5. Equip Your New Program
Do you need an iPod, supplements, socks, weight lifting gloves or a baby sitter? There will be plenty of obstacles along the way to maintain healthy eating habits and fitness routines. Don't allow the little things, like a yoga mat or stop watch, hinder your goal. Set yourself up for success and be prepared.
6. Grab a Friend
Unless you prefer to work out alone, grab a workout partner who will help you stay on track. Pick someone who you believe is like minded and just as dedicated as you.
More: 5 Ways to Find Motivation With a Partner
7. Write Down Your Goals
Write out a simple goal like, "I will work out twice a week". A simple goal like this will help you stick to your initial goal that you will workout twice a week. Then write out your goal with more detail, "I will exercise three major muscle groups each week". This breaks down your simple goal in more detail. It's a schedule for your goals.
More: 5 Reasons Why You Should Keep a Fitness Journal?
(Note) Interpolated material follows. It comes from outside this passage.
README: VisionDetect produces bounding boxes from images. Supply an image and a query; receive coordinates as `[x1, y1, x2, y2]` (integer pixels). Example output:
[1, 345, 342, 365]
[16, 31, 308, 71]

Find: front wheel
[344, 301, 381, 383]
8. Understand That There Will Be Bumps in the Road
Whether it's work, travel, injury, insomnia, divorce or any other life-altering events, life is going to happen to you. This is absolute. This will cause either a pause in your program or a cancellation. Choose pause. Get back into your routine as soon as you can. Fitness is for life, so saddle up for the long ride.
9. Don't Compare Your Goals
Don't think your goal is wrong, or that you're doing your resolution wrong because of how someone else is doing theirs. Comparison will derail your goal. Do your own research and do your program confidently...and on your terms.
10. Decide Right Now to Not Give Up
Make your goal as concrete as your resolve to wake up every day. In that there is no negotiation.